There are more numbers one could cite but I think you get the idea.

The tape cracked. The S&P (and all other indices) fell very fast in a selling cascade. What caused it?

  • It wasn’t a headline
  • The selling simply fed on itself and things broke

Buyers came back in and repaired some damage but into the close we faced a new batch of selling. We closed near the lows of the day.

We just had the 5% drawdown (and then some, we’re in down 8% territory). That record consecutive stretch of trading sessions without a 5% drop from a high is over at 404.


Now what?


That’s the question.

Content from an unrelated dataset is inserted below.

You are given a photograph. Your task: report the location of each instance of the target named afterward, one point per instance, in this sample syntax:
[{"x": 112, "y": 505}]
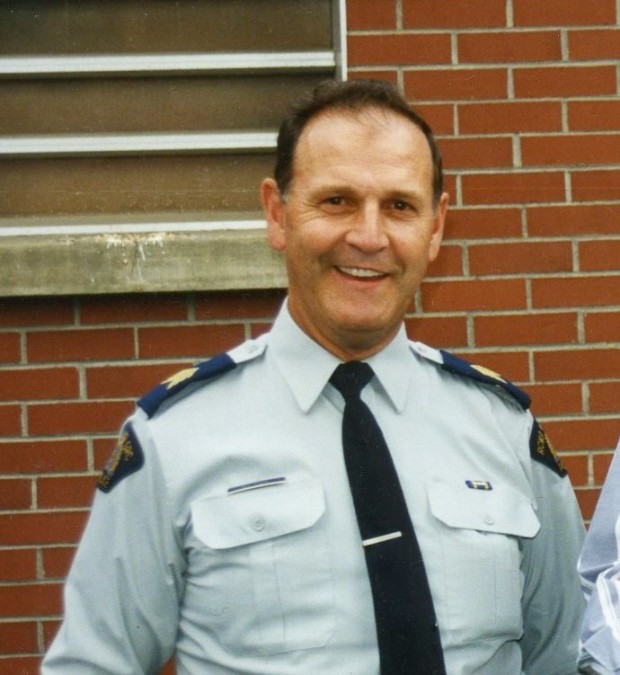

Let’s speculate.

The sentiment of the market is radically different now. Optimism is now concern/worry. I don’t think we’re at panic yet because the selloff is so recent *


* we’re back to the beginning-of-the-year levels (essentially).

The bulls and the dip-buyers are going to go to work sometime soon. There are 9 years of conditioning behavior out there…. Here’s the 9-year chart just to remind you.

I have seen this movie before. Investors are going to jump in long…. Especially since there’s no event/news at work. Bulls are going to say “nothing’s different today, except that stock are on sale. Let’s go to work!”

I don’t think equities are a buy here for the record. I still think valuation is too high *


* I am not the investing public. The market, even pros, are conditioned to buy the dips. I think we should wait for them to do their thing.

There’s a big fight now in the market. The bears cold-cocked the bulls. The bulls are going to get swinging at some point (soon I’d guess).

How long the fight lasts is what I wonder. It’s going to be volatile. The market dynamics of the last 2 years are dead, buried, extinct. Do not plan on them returning.

Plan on the market dynamics of 5 years ago returning (or 20 years ago). Prepare yourself for the entire market moving 1-3% frequently. That doesn’t mean the market has to go down 3% for 10 sessions in a row.